Trekking in Bhutan is an all-inclusive affair, which is completely covered by your Minimum Daily Package cost, which starts at US$ 250 per day in the peak months to US$ 200 per day in the low seasons. The MDP covers all of the trekking costs as well as your accommodation and food, guide, cook, and porters, and all support and transport vehicles. The only additional costs for a trek in Bhutan are the cost of souvenirs, gifts, and personal items, such as toothpaste, shampoo, alcohol, etc. Even the drinking water for the tour and trek is included.
When is the best time to take the Jomolhari Loop trek?

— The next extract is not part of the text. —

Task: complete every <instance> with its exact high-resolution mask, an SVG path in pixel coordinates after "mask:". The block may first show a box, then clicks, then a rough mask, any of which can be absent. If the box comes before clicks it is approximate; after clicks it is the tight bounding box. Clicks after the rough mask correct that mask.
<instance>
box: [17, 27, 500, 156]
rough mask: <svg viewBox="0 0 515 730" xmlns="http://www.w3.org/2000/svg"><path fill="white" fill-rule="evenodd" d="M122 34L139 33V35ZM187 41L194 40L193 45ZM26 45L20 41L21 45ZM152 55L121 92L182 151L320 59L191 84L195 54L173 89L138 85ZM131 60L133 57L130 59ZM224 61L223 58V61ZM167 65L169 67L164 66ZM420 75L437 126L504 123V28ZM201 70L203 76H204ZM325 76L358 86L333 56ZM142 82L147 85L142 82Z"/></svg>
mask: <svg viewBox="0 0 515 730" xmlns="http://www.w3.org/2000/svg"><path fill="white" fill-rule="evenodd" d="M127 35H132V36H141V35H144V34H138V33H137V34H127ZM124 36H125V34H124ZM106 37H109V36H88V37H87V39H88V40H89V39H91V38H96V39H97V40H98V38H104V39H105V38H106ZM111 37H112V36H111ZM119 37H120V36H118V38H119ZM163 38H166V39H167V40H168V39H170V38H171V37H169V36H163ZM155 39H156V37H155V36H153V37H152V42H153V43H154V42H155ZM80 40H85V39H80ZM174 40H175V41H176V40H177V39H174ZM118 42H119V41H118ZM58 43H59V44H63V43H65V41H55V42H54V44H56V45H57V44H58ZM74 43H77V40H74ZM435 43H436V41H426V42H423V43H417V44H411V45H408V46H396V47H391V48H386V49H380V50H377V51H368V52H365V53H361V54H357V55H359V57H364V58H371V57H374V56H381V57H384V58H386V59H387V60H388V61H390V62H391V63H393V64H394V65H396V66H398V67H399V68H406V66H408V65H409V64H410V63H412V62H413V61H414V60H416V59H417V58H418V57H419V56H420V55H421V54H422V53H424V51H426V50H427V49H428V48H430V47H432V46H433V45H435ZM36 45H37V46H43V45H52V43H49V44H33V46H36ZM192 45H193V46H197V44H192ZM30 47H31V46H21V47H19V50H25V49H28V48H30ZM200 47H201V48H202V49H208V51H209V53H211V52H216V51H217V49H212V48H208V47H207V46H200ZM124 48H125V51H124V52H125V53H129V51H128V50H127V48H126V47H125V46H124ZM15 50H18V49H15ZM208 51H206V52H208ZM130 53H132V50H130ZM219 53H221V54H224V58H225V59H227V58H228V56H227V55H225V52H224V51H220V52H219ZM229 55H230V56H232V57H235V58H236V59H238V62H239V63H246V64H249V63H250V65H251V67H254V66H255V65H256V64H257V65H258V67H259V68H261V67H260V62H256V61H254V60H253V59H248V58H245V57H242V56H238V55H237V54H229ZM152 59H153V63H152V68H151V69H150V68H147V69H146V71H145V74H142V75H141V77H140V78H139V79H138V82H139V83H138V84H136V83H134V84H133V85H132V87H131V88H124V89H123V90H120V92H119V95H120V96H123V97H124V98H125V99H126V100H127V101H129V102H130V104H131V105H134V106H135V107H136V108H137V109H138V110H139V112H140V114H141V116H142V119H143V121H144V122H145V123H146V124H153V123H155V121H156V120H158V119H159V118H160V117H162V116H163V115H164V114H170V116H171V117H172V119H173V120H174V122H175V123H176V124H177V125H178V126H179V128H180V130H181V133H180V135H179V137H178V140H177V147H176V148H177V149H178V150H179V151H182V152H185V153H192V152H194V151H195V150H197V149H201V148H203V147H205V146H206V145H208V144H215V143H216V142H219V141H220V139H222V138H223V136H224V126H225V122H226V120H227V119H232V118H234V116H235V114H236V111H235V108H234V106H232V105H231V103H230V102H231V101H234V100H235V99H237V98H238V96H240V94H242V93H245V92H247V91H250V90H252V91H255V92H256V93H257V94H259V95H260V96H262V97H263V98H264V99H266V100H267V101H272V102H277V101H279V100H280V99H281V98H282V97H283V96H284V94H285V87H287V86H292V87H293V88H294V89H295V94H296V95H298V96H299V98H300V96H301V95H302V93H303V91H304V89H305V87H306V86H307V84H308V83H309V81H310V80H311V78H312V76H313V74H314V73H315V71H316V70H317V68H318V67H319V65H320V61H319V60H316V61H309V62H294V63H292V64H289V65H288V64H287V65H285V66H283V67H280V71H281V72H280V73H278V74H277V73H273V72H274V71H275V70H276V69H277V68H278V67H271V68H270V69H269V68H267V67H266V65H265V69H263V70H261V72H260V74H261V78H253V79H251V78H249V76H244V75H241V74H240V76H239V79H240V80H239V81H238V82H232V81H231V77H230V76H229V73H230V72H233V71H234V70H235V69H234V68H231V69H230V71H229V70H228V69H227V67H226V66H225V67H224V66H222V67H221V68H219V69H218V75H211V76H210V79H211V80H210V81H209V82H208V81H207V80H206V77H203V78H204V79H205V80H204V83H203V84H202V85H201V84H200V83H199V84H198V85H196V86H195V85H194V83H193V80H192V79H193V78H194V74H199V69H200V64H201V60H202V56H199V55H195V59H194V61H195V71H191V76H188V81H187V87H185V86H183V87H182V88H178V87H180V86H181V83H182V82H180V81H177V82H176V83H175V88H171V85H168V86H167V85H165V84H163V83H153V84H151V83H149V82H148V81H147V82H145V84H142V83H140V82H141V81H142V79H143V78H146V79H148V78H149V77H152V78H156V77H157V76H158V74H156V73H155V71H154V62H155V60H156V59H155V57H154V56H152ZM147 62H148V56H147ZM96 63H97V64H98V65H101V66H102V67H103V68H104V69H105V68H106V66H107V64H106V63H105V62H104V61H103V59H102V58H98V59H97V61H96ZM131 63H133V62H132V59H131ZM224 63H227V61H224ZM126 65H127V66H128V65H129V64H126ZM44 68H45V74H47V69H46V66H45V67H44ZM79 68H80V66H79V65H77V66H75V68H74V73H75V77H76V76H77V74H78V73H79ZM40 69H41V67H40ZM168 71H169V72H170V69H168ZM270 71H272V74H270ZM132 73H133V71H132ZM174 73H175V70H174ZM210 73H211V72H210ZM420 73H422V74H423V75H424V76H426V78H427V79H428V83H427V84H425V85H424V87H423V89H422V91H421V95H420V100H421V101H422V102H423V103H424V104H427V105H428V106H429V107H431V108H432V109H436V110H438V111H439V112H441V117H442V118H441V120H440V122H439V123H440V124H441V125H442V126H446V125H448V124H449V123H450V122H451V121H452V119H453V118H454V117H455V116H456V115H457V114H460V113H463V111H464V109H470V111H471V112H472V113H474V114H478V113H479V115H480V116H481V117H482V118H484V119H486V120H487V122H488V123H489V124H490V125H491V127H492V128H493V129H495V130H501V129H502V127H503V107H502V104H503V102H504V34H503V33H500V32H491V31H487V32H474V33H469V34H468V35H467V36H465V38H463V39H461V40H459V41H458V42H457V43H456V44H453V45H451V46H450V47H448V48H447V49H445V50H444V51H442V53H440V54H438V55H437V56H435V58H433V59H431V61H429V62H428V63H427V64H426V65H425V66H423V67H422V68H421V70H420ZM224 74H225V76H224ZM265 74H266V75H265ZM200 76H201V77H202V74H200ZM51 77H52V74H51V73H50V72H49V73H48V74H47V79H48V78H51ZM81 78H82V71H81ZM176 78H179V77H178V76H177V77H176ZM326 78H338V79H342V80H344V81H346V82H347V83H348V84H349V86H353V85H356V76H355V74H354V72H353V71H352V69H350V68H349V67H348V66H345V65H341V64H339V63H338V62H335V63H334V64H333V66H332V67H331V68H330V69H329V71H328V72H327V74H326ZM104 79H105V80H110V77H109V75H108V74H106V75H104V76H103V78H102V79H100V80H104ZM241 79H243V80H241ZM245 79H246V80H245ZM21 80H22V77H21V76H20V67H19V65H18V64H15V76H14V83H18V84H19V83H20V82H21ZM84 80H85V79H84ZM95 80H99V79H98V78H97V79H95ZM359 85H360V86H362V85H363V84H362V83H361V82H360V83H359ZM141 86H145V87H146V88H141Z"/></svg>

The Jomolhari Loop Trek is a trek in the mountains that can, theoretically, be done at any time of the year. However, that said, it is best to come in the spring, from March to May, or the autumn, from September to November, as these are the times when the weather is at its best for trekking in Bhutan. Skies are clear and bright, the sun is usually shining, and the temperature is warm, though sometimes a little chilly in the evenings.
The trek can be done in summer and winter, though it is not always advisable unless this is the only time you can come to Bhutan.
Summer, from June to August, is the monsoon season in Bhutan, and while the rain mostly falls at night or in the evenings, there are times when it can rain all day long. Since the monsoon rain is not good for trekking, there is no guarantee that your day of trekking can be completed if it is raining heavily.
It is similar in winter, from December to February, when there is more chance of snow in the foothills of the Himalayas. While trekking in snow can be done, there are times when the heavy snow can block the passes and stop you from trekking.
Majestic Jomolhari Mountain seen from Jangothang making visitors stand in awe.
What should we pack in advance before taking the Jomolhari Loop trek in Bhutan?
The Jomolhari Loop Trek may be an easy trek according to the ratings, but it is a trek at high altitudes, so you may want to bring some warmer clothing for the afternoons and evenings, when it can get a little chilly in the mountains. As the trek is along rough terrain for most of it, you will need a good sturdy pair of hiking boots, and it is a good idea to have some good woolen socks to keep your feet warm.
You will also need a day pack, as your main pack will be portered to the next campsite. The day pack is useful for carrying things like your camera, water, and other essential items with you. It is also a good idea to bring a good, wide-brimmed hat, sunglasses, and sun cream with you to protect you from the harsh sunlight at the higher altitudes. If you are trekking in the winter months, warm gloves, plenty of layers, and a thick fleece or hiking jacket is essential. For the summer months, make sure that you have waterproof clothing, as it can get a little wet.
Accommodations and Meals during this Trek
All of your accommodation and food on the tours in Bhutan are included in the price of the tour itself. When trekking, your food is also included, and will be cooked for you by a cook that will be in the support team at each campsite. Your camping equipment is also part of the inclusive items for the treks in Bhutan, and will be provided by your tour operator.
Campsite with lush plants surrounded, green grass underneath, and large tent pitched for cooking and meal-having by the riverside.
Conclusion according to Jomolhari Loop Trek Review
The Jomolhari Loop Trek is one of the most popular medium-range treks in Bhutan, and has excellent reviews by trekkers from all around the world. One of the most popular aspects of the trek, according to reviewers, is the stopover at Jangothang for a complete day, allowing you to spend the day exploring the area better, and getting some of the best shots of the mountain, especially at sunset and sunrise, which most “base camp” treks do not have.